Error when setting up new database in python 3

AntoniaR commented 1 year ago

When setting up a new database using tkp branch converted_to_python3, the database parameters are not being parsed correctly by SQL Alchemy. (n.b. I have removed my password and the host url from the error below)

Traceback (most recent call last):
  File "/home/antoniar/Python3.6Env/bin/trap-manage.py", line 7, in <module>
    exec(compile(f.read(), __file__, 'exec'))
  File "/home/antoniar/TraP_py3/tkp/tkp/bin/trap-manage.py", line 10, in <module>
    tkp.management.main()
  File "/home/antoniar/TraP_py3/tkp/tkp/management.py", line 378, in main
    args.func(args)
  File "/home/antoniar/TraP_py3/tkp/tkp/management.py", line 248, in init_db
    populate(dbconfig)
  File "/home/antoniar/TraP_py3/tkp/tkp/db/sql/populate.py", line 136, in populate
    get_database_config(dbconfig, apply=True)
  File "/home/antoniar/TraP_py3/tkp/tkp/config/__init__.py", line 116, in get_database_config
    tkp.db.Database(**combined)
  File "/home/antoniar/TraP_py3/tkp/tkp/db/database.py", line 95, in __init__
    poolclass=NullPool,
  File "<string>", line 2, in create_engine
  File "/home/antoniar/Python3.6Env/lib/python3.6/site-packages/sqlalchemy/util/deprecations.py", line 309, in warned
    return fn(*args, **kwargs)
  File "/home/antoniar/Python3.6Env/lib/python3.6/site-packages/sqlalchemy/engine/create.py", line 518, in create_engine
    u = _url.make_url(url)
  File "/home/antoniar/Python3.6Env/lib/python3.6/site-packages/sqlalchemy/engine/url.py", line 732, in make_url
    return _parse_url(name_or_url)
  File "/home/antoniar/Python3.6Env/lib/python3.6/site-packages/sqlalchemy/engine/url.py", line 794, in _parse_url
    "Could not parse SQLAlchemy URL from string '%s'" % name
sqlalchemy.exc.ArgumentError: Could not parse SQLAlchemy URL from string ''postgresql'           ;://'antoniar'                      ; for example: 'antoniar':'password'                   ; for example: 'antoniar'@'path.to.host'                      ; for example: 'localhost':5432/'ARpy3test'                   ; for example: 'antoniar''

HannoSpreeuw commented 1 year ago

Thanks.

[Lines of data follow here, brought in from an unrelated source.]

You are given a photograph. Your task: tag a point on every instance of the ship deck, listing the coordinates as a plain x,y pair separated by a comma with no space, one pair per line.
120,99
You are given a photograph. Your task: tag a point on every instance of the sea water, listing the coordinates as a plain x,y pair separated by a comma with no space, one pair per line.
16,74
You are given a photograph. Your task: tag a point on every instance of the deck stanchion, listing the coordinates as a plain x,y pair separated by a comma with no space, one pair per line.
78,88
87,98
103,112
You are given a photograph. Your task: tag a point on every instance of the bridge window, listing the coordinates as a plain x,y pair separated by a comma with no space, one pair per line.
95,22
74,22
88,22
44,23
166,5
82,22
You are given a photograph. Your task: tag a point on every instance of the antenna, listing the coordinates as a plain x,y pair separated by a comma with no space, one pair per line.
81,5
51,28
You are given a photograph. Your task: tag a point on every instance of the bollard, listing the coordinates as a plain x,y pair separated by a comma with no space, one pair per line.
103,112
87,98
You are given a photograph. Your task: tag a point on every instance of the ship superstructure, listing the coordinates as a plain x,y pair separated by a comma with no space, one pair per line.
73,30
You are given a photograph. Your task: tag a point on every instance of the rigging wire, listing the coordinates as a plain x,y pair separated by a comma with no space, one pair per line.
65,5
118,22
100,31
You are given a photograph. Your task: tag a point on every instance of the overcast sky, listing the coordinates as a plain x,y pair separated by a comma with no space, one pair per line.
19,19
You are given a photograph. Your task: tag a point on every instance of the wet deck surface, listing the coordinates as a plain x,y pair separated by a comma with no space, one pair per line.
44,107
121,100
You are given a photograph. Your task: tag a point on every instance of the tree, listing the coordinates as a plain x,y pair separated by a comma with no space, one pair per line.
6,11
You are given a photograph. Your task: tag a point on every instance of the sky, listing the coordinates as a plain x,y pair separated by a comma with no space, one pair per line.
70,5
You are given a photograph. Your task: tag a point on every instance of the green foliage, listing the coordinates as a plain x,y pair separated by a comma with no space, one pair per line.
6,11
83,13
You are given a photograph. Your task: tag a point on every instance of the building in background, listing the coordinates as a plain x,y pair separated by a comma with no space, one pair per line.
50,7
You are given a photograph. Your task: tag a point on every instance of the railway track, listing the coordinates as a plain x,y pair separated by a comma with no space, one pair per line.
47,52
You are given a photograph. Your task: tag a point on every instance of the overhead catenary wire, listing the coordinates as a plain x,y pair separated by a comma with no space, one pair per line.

Probably something wrong in the environment, which I also encountered a lot. Before running all unit tests, I ran this bash script - terminal_startup.sh - from within my conda Python 3.6 environment (conda activate py36 in my case):

# Next line probably not needed for the first launch of this script.
rm -rf tkp_data_cluster
killall postgres
killall postgres
killall postgres
initdb -D tkp_data_cluster
pg_ctl -D tkp_data_cluster -l logfile start
createdb tkp_test_db
export TKP_DBNAME=tkp_test_db
trap-manage.py initdb -y

Now the TKP_DBNAME environment variable will be gone if this script is run in the regular way, so please run it as

. ./terminal_startup.sh

I.e. with an extra dot and space. Next, try, from within the tests directory:

python runtests.py -v

Do all tests pass?

AntoniaR commented 1 year ago

Ok, this error needs fixing so that we can install databases for TraP on our systems as normal. In Amsterdam, we use a separate machine to host the TraP databases which interacts directly with our website. Until we have a replacement for the website (longer term goal), we want this system to keep running.

I'm not sure how I can implement this solution on our systems as we do not use the same computer to run the databases. Plus I think having a shell script adds another layer of complexity in running TraP.

I'm also concerned about the killall postgres as I think this would stop all databases on our system. As my students and some collaborators are using postgres databases on the system (through the website), we do not want to be killing these databases.

For these reasons, I strongly recommend dropping the terminal_startup.sh script.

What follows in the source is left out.